President Trump is declaring the Iran war over, and predictably Washington has responded the only way it knows how, by launching a new war over paperwork. In a letter to Congress obtained by POLITICO, the White House argued that hostilities with Iran have “terminated,” citing an ongoing ceasefire and no exchange of fire since April 7, 2026. That announcement comes just as the 60-day War Powers Resolution deadline arrives, which means Capitol Hill suddenly remembers it has constitutional opinions.
Trump’s letter was direct. “The hostilities that began on February 28, 2026, have terminated.” That is not the kind of sentence that leaves much room for interpretation, unless you work in Congress, where clear language is often treated like an optional suggestion.
The administration’s argument is simple: if the fighting has stopped, then the legal countdown requiring congressional approval for continued military action no longer applies. Defense Secretary Pete Hegseth reinforced that position, telling senators the ceasefire means the 60-day clock “pauses, or stops.” Critics immediately reacted as if the Magna Carta had been set on fire.

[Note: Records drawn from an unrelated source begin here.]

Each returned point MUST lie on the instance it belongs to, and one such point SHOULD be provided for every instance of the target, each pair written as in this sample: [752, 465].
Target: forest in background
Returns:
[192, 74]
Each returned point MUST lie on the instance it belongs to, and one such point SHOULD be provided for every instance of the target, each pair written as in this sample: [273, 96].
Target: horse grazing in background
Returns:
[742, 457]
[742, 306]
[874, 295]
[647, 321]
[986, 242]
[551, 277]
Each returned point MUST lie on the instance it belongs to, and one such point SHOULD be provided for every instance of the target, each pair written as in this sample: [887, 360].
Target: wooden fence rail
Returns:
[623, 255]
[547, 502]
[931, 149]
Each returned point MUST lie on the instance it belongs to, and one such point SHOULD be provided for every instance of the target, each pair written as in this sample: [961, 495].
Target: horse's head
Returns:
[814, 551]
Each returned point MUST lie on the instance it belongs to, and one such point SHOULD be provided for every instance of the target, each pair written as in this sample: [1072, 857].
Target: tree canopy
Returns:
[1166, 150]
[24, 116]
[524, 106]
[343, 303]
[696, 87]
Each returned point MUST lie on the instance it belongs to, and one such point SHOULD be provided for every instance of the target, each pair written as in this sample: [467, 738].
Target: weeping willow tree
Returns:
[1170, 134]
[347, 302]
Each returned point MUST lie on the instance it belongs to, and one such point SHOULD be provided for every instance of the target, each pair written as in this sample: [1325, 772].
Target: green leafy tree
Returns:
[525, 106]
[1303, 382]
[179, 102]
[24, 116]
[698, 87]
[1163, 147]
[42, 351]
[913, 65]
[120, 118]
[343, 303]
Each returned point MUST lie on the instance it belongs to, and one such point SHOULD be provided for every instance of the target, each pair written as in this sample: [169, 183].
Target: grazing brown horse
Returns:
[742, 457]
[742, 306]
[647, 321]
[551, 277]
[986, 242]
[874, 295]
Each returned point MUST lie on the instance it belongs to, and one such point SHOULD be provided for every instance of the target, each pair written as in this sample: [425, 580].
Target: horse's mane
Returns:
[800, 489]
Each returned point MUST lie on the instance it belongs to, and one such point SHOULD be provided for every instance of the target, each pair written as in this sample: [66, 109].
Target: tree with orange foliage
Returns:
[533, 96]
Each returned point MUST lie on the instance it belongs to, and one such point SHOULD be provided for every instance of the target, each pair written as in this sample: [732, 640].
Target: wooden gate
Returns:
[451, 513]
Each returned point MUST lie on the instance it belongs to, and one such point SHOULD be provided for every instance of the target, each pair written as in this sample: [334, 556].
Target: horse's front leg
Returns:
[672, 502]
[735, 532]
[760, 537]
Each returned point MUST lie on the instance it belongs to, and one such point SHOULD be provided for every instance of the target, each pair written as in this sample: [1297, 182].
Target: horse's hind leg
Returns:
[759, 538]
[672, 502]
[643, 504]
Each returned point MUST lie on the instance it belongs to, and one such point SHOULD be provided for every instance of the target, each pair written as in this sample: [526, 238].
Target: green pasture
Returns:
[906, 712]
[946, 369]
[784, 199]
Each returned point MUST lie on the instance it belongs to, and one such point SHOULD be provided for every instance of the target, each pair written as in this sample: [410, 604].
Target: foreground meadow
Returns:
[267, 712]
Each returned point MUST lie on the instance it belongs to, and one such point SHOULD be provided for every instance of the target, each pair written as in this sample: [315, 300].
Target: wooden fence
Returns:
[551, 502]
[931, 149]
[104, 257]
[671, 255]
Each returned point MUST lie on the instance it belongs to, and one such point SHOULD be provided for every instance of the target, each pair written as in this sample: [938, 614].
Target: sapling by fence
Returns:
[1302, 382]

The War Powers Resolution, passed in 1973 after the Vietnam era, requires presidents to seek congressional authorization within 60 days of introducing forces into hostilities, with a possible 30-day withdrawal period. Like many Washington laws, it sounds tidy on paper and becomes messy the moment reality arrives.
Sen. Susan Collins became the first Republican to publicly object, saying the deadline “is not a suggestion; it is a requirement.” Fair enough. Congress wrote the law. Congress also has a habit of avoiding hard votes, then complaining when presidents act. That bipartisan tradition deserves a museum wing.
Opponents of the administration note that roughly 50,000 U.S. troops remain stationed across the region and that a naval blockade of Iranian ports reportedly continues. They argue that even without active exchanges of fire, military involvement has not truly ended. That is a serious point and one worthy of debate.
But there is another serious point: presidents of both parties have stretched, ignored, sidestepped, or reinterpreted the War Powers Resolution for decades. Trump was not wrong when he noted that many previous presidents exceeded the timeline. Suddenly pretending this is an unprecedented constitutional crisis requires a very selective memory.
Trump also said critics are overstepping and called some of them unpatriotic, which is vintage Trump, subtle as a marching band in a library. Yet beneath the rhetoric lies a real issue: who decides when America is at war, and who decides when it is over?
If the ceasefire holds, the public will care less about legal theories than results. No missiles flying, no new casualties, and no wider regional disaster tend to focus minds quickly.
Congress is free to debate. That is its job. But if peace has been achieved, many Americans will wonder why lawmakers seem more energized by procedure than by the end of hostilities.
In Washington, sadly, that question answers itself.